Chemo Delayed

[OhioKat]

I started chemo on the 9th with a marathon 8 hour treatment, but when I went back in this past friday for the next treatment they tried for over an hour to get an IV started on me but it just wasn't going to happen.

So now I have an appointment Wednesday for a consult for putting in a port. Which means I will end up missing next weeks chemo also, since after the consult they will have to schedule the actual insertion of the port. God help the Dr if he tries to tell me I don't need one, I will hurt him in ways he didn't know we're possible. I should have brought up a port as soon as I found out I was going into treatment again, but I was a bit shell shocked to tell the truth and I totally forgot about it before the treatments started.

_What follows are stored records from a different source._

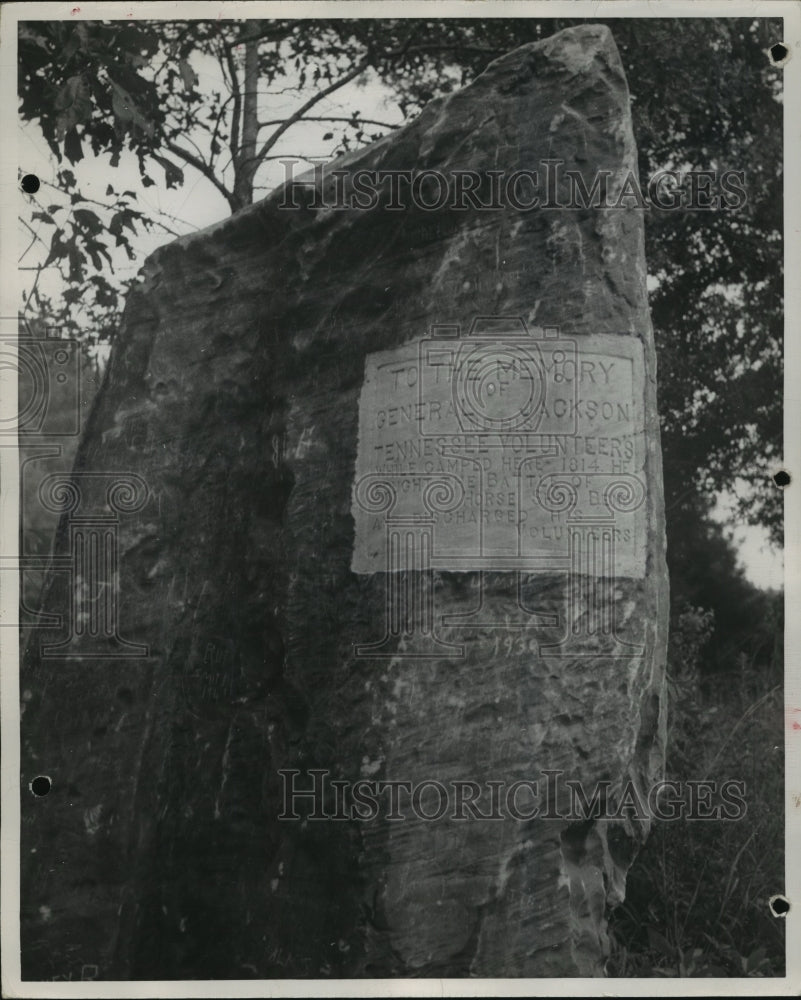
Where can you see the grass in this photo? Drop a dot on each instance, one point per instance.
(697, 901)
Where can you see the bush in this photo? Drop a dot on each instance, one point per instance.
(697, 901)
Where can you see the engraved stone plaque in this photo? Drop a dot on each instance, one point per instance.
(505, 449)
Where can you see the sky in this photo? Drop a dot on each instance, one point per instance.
(197, 204)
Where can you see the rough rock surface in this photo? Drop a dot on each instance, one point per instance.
(233, 392)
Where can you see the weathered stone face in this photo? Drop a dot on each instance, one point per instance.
(262, 375)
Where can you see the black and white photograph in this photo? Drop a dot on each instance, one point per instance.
(400, 528)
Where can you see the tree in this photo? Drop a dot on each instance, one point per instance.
(705, 97)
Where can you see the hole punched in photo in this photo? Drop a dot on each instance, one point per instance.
(779, 54)
(41, 785)
(30, 183)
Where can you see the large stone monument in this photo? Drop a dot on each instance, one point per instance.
(361, 574)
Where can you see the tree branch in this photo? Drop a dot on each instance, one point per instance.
(201, 166)
(332, 118)
(296, 117)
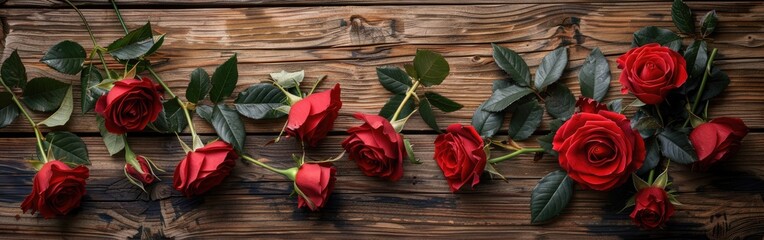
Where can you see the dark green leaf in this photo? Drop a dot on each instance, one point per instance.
(676, 146)
(388, 110)
(134, 45)
(512, 64)
(487, 123)
(261, 101)
(44, 94)
(654, 34)
(502, 98)
(431, 67)
(653, 155)
(708, 23)
(199, 86)
(425, 110)
(13, 72)
(229, 126)
(594, 76)
(65, 57)
(560, 103)
(8, 109)
(682, 17)
(224, 80)
(66, 147)
(550, 196)
(525, 119)
(551, 67)
(394, 79)
(114, 143)
(89, 80)
(441, 102)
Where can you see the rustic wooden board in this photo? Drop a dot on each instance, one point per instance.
(725, 203)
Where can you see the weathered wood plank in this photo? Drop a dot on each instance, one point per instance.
(724, 204)
(347, 43)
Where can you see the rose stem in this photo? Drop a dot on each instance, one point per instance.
(160, 81)
(515, 154)
(98, 49)
(702, 86)
(37, 133)
(285, 172)
(410, 92)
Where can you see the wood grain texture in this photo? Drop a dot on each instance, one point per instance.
(348, 43)
(724, 204)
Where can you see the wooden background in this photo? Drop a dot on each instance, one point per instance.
(346, 40)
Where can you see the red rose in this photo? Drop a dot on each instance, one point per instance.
(130, 105)
(653, 208)
(146, 177)
(376, 147)
(651, 71)
(316, 182)
(204, 168)
(717, 140)
(57, 189)
(311, 118)
(460, 155)
(599, 150)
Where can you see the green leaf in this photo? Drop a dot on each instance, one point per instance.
(199, 86)
(550, 196)
(394, 79)
(676, 146)
(682, 17)
(65, 57)
(388, 110)
(487, 123)
(594, 76)
(654, 34)
(288, 79)
(8, 109)
(441, 102)
(61, 116)
(425, 110)
(171, 118)
(66, 147)
(224, 80)
(502, 98)
(90, 92)
(229, 126)
(551, 67)
(560, 103)
(261, 101)
(13, 72)
(431, 67)
(525, 119)
(512, 64)
(114, 143)
(708, 23)
(134, 45)
(44, 94)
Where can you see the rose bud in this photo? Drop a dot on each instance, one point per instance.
(460, 155)
(717, 140)
(651, 71)
(311, 118)
(653, 208)
(57, 189)
(599, 150)
(130, 105)
(376, 147)
(204, 168)
(316, 182)
(145, 176)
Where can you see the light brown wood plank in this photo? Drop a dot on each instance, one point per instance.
(328, 41)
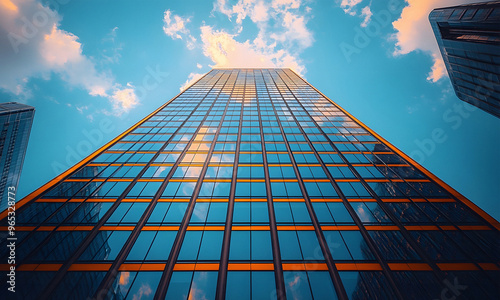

Its hard to know how to feel about missing the chemo.. on one hand I'm concerned about any delays in my treatment but on the other, I'm just starting to feel human again just from that one treatment. I'm soooo not looking forward to how gakky chemo makes me feel. Not that I think anyone ever actually looks forward to chemo & its after effects.

I'm sure someone here's probably had a port so I'm wondering how that went.. where was yours? was it painful? after the initial insertion were you able to kind of 'forget' it was there?

[betplace]

I have a port, and I am so glad i do, my chemo is 3 days a week every 3rd week. My veins are very hard to access, the never ending supply of blood for lab work has to come from the small veins in my hands, so that they are often bruised and sore. Thats were IV's go for cat scans as well. With out the port I don't think I would be this far!

No It doesn't hurt, mine is located on the left chest wall about 2 inches above my heart, and about 2 inches from my arm pit. It is a little tender for a couple days after chemo, but most of the time i don't even notice it. When they put it in, they sent me to sleepy land, so i didn't feel a thing. I started my chemo the very next day.

Hope this helps

Blessings

Betty

[Donna G]

It is a good thing that you are getting a port. They should even be able to use it for blood tests. I took Cisplatin and now have little scars over the back of my hand and forarm, just from where they pulled out the needle. One week delay won't make that much difference. Hope all goes smooth . Keep us posted. Donna G

[Remembering Dave]

I have a port and am so glad I got it. It is in my upper right side of my chest and does not hurt a bit. It does hurt if you get hit there like my 2 year old can do. The only problem I had was that the catheter floated up into my neck and I had to have a proceedure done to pull it back down to where it was supposed to be but that was not that bad.

David C

[ginnyde]

Earl has NO veins and has had a port installed. He has never complained about it and appears to have had no problems.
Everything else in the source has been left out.